Hatay halkını kendi kaderine terk etmeleri yetmiyormuş gibi bir de tehdit edildiklerini vurgulayan Gövce, Cumhurbaşkanı Erdoğan’ın seçim tehdidine şöyle tepki gösterdi: “Bize yardım etmediklerini zaten biliyorduk, bu açıklama sadece bunun ispatı oldu. ‘Devlet nerede?’ diye haykıranlara ‘hain’ damgası vurmaya çalışanlar birinci ağızdan bunu kanıtlamış oldular. Büyük bir vicdansızlık. Ama unutmamak gerekir ki devlet bizim vergilerimizle dönüyor. O zaman sormak lazım, kimin parasını kime harcamıyorsun diye. Biz bu ülkenin vatandaşıyız, bu memleket bizim, hükümetler gelip geçicidir ama halk kalıcıdır” dedi.

‘ANTAKYA’YI HALKLARIN DAYANIŞMASI AYAKTA TUTTU’

Bu zor süreçte dayanışmanın öneminin de ortaya çıktığını vurgulayan Gövce, halkların, hangi partiyi tuttuğuna, inancına, kimliğine bakmaksızın yardıma koştuğunu ve birbirlerinin yaralarını sarmaya çalıştığını hatırlattı. Zıt görüşlü insanların aynı enkazları beraber kaldırdığını kaydeden Gövce, “Bu çok değerli.
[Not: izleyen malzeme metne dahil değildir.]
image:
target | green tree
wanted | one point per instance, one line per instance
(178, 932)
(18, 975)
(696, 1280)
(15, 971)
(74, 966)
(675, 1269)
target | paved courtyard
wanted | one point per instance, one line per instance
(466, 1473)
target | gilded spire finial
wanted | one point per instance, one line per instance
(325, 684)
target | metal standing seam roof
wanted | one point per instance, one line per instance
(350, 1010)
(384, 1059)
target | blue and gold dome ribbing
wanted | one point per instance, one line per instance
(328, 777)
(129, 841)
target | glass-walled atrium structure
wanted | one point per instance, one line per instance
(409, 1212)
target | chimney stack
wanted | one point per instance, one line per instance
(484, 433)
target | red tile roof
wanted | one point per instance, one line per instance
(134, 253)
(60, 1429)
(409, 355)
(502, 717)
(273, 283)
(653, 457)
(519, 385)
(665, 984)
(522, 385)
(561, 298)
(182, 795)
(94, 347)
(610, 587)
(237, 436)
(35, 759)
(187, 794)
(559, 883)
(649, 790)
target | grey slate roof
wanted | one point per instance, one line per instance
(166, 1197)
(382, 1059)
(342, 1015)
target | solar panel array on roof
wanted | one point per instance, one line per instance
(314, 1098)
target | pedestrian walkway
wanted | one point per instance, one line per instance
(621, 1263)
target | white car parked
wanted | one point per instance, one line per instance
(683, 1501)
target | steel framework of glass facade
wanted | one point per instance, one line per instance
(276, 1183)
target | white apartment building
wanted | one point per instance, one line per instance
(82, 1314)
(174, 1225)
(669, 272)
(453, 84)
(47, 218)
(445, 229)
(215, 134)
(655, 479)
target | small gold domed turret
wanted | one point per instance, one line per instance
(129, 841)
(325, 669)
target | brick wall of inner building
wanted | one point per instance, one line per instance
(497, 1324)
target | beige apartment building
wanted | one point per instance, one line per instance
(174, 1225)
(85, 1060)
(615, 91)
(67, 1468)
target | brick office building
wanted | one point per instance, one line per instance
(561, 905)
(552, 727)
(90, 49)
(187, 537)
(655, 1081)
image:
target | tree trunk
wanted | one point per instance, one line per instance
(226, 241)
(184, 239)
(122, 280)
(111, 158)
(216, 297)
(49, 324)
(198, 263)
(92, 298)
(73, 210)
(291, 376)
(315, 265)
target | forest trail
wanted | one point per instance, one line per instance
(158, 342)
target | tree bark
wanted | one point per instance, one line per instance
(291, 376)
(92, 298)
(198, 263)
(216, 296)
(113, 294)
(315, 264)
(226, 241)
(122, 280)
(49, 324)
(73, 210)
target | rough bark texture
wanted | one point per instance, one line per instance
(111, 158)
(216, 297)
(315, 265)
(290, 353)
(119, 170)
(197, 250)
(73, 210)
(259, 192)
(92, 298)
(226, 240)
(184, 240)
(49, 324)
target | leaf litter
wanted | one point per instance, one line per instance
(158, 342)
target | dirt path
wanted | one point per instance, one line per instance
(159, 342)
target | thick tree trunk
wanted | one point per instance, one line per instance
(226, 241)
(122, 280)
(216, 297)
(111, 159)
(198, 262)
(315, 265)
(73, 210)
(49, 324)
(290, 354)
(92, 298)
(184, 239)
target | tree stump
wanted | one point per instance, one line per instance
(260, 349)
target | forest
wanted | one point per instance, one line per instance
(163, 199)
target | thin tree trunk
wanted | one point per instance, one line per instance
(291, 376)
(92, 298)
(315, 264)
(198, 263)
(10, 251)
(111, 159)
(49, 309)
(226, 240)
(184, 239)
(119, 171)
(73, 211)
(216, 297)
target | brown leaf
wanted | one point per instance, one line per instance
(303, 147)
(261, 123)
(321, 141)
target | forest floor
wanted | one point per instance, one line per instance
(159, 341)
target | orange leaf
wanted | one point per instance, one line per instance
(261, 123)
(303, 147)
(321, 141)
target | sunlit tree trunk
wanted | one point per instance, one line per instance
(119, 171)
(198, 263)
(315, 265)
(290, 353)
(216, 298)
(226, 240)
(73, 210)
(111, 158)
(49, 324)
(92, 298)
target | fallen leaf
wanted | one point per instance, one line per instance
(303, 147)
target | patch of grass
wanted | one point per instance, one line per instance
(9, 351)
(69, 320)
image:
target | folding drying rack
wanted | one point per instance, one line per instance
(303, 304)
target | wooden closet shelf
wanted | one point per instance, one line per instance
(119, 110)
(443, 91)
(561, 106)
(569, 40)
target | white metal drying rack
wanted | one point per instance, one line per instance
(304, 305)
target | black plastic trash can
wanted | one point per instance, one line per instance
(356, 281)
Biri İstanbul’dan çay ocağını getirdi, diğeri Ağrı’dan etini getirdi; yani sorunun halklarda değil, kutuplaşmayı derinleştiren yönetimde olduğu açıkça görüldü. Bu açıdan Antakya’yı devlet, iktidar değil, halkların kardeşliği ve dayanışması ayakta tuttu” vurgusunda bulundu.

‘ÇOCUKLAR SİYASETÇİLERİN HATALARININ CEZASINI ÇEKMESİN DİYE’

Bu dayanışma gücüyle kendisinin de depremin 1. yıldönümünde Antakya’da Çocuk Hakları Derneği’ni kurduğunu anlatan Gövce, bu dernekte çocuklara psikolojik destek, eğitim, giyinme, barınma desteği vereceklerini aktardı. Çocukların bu ülkenin geleceği olduğunu hatırlatan Gövce, şunları kaydetti: “Bu çocukların ayakları yere sağlam basacak ki yarın iyi mühendisler, doktorlar, sporcular yetişsin, siyaset doğru dürüst yürüsün. Bu çocuklar top oynayamıyor, çocukluklarını yaşayamıyor, çamur içinde debeleniyorlar. Tohum ekersiniz ya, benim için de çocuklar birer tohum. Bu tohumlar bir gün filizlenecek, büyüyecek, gölge yapacak, rüzgar yapacak yağmur getirecek. Ağaçsız kalan bir bölge nasıl kurak oluyorsa, doğru yetiştirilmemiş bir nesil de ne yazık ki ilerde bizim ülkemizde kuraklığa sebep olur. O günahsız çocuklar bizim hatalarımızın, oy kullanan insanların ya da başımızdaki siyasetçilerin hatalarının cezasını çekmesin. Zaten kurduğum derneğin sloganı da ‘Yaşasın çocuklar’. Ama sadece bedensel olarak değil aynı zamanda haklarıyla yaşasın.”